Autoscaling

Autoscaling consists of two steps. First step is centering (or, more precise, mean centering) when center of a data cloud in variable space is moved to an origin. Mathematically it is done by subtracting mean from the data values separately for every column/variable. Second step is scaling og standardization when data values are divided to standard deviation so the variables have unit variance. This autoscaling procedure (both steps) is known in statistics simply as standardization. You can also use arbitrary values to center or/and scale the data, in this case use sequence or vector with these values should be provided as an argument for center or scale.

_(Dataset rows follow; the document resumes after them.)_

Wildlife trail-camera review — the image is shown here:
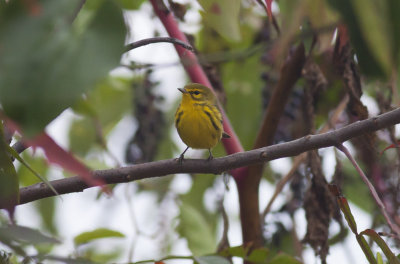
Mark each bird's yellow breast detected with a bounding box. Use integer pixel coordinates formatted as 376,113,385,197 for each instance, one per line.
175,101,223,149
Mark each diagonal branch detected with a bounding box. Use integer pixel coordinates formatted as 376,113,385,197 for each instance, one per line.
7,108,400,207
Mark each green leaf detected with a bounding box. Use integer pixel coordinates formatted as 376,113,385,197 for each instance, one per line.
219,246,249,259
6,145,60,196
198,0,241,41
0,0,125,136
360,229,400,264
44,256,96,264
194,256,230,264
178,203,216,255
352,0,392,75
74,228,125,246
118,0,145,10
246,248,269,263
328,0,393,77
0,124,19,218
69,76,133,156
0,225,59,244
268,254,302,264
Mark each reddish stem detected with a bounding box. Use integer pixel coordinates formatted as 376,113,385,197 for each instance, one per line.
150,0,247,181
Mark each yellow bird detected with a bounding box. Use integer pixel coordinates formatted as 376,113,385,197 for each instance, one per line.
175,83,230,162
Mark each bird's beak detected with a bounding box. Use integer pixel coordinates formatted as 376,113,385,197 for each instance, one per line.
178,88,187,93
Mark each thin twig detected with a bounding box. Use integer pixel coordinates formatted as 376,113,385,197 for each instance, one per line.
8,108,400,204
125,37,194,51
336,144,400,235
261,94,349,221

R has a built-in function for centering and scaling, scale(). The method prep.autoscale() is actually a wrapper for this function, which is mostly needed to set all user defined attributes to the result (all preprocessing methods will keep the attributes). Here are some examples how to use it:

library(mdatools)

# load People data
data(people)

# mean centering only
data1 = prep.autoscale(people, center = TRUE, scale = FALSE)

# scaling/standardization only
data2 = prep.autoscale(people, center = FALSE, scale = TRUE)

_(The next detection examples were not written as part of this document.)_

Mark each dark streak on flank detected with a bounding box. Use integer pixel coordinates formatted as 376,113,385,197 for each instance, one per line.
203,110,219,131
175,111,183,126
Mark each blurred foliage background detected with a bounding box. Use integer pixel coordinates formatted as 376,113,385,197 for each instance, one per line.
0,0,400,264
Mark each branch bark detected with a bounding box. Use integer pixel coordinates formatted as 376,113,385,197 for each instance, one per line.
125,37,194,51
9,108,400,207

# autoscaling (mean centering and standardization)
data3 = prep.autoscale(people, center = TRUE, scale = TRUE)

# centering with median values and standardization
data4 = prep.autoscale(people, center = apply(people, 2, median), scale = TRUE)

par(mfrow = c(2, 2))
boxplot(data1, main = "Mean centered")
boxplot(data2, main = "Standardized")
boxplot(data3, main = "Mean centered and standardized")
boxplot(data4, main = "Median centered and standardized")

The method has also an additional parameter max.cov which helps to avoid scaling of variables with zero or very low variation. The parameter defines a limit for coefficient of variation in percent sd(x) / m(x) * 100 and the method will not scale variables with coefficient of variation below this limit. Default value for the parameter is 0 which will prevent scaling of constant variables (which is leading to Inf values).